So, apart from this, there are thoracic spine, rarely the patients can have a thoracic spine problems, mostly they are fractures, which are treated conservatively.
Sometimes patients can have, rarely, can have thoracic myelopathy in which there is a bad disc, causing stenosis at single level. Those patients may need surgical management in the form of a decompression and fusion.
Again, it’s not the presence of disc only, it’s the symptoms that they are getting, myelopathic, they are having a neurological involvement, they are losing their muscle power, or bowel or bladder involvement or balance, then those are a candidate for spine surgery.
So what entails for our spine surgery set up in our OR, just a little description on what goes inside the room.
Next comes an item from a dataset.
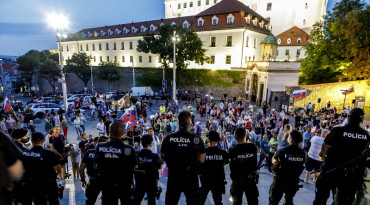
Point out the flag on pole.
[4,97,12,112]
[342,85,355,95]
[119,106,136,122]
[293,90,306,98]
So these are the primitive type OR’s, 50, 60 years back, simple rooms, now, but now things have become complex. We have a lot of tables like these. We have a C-arm there, we have the monitoring. This is a modular operating room with a C-arm, which is fixed in the room.
We use operating microscopes. We have the C-arm still set up here and we use O-arms now- Intraoperative CT scans, especially for longer cases, these help in precision, quicker surgery, less blood loss. And we also use neuromonitoring over this.
So we have a neurophysiologist who is offshore, he’s never in the operating room, but we have a technician who will put all these electrodes and all the diagnostics there. They will be online at the same time.
We will get a report every time, and we can check our screw placement, our decompression, that we are not doing any more harm to the patient, especially important for patients we are doing on cervical and thoracic level, because we are working on a cord level, which is less forgiving than lower level in the lumbar spine.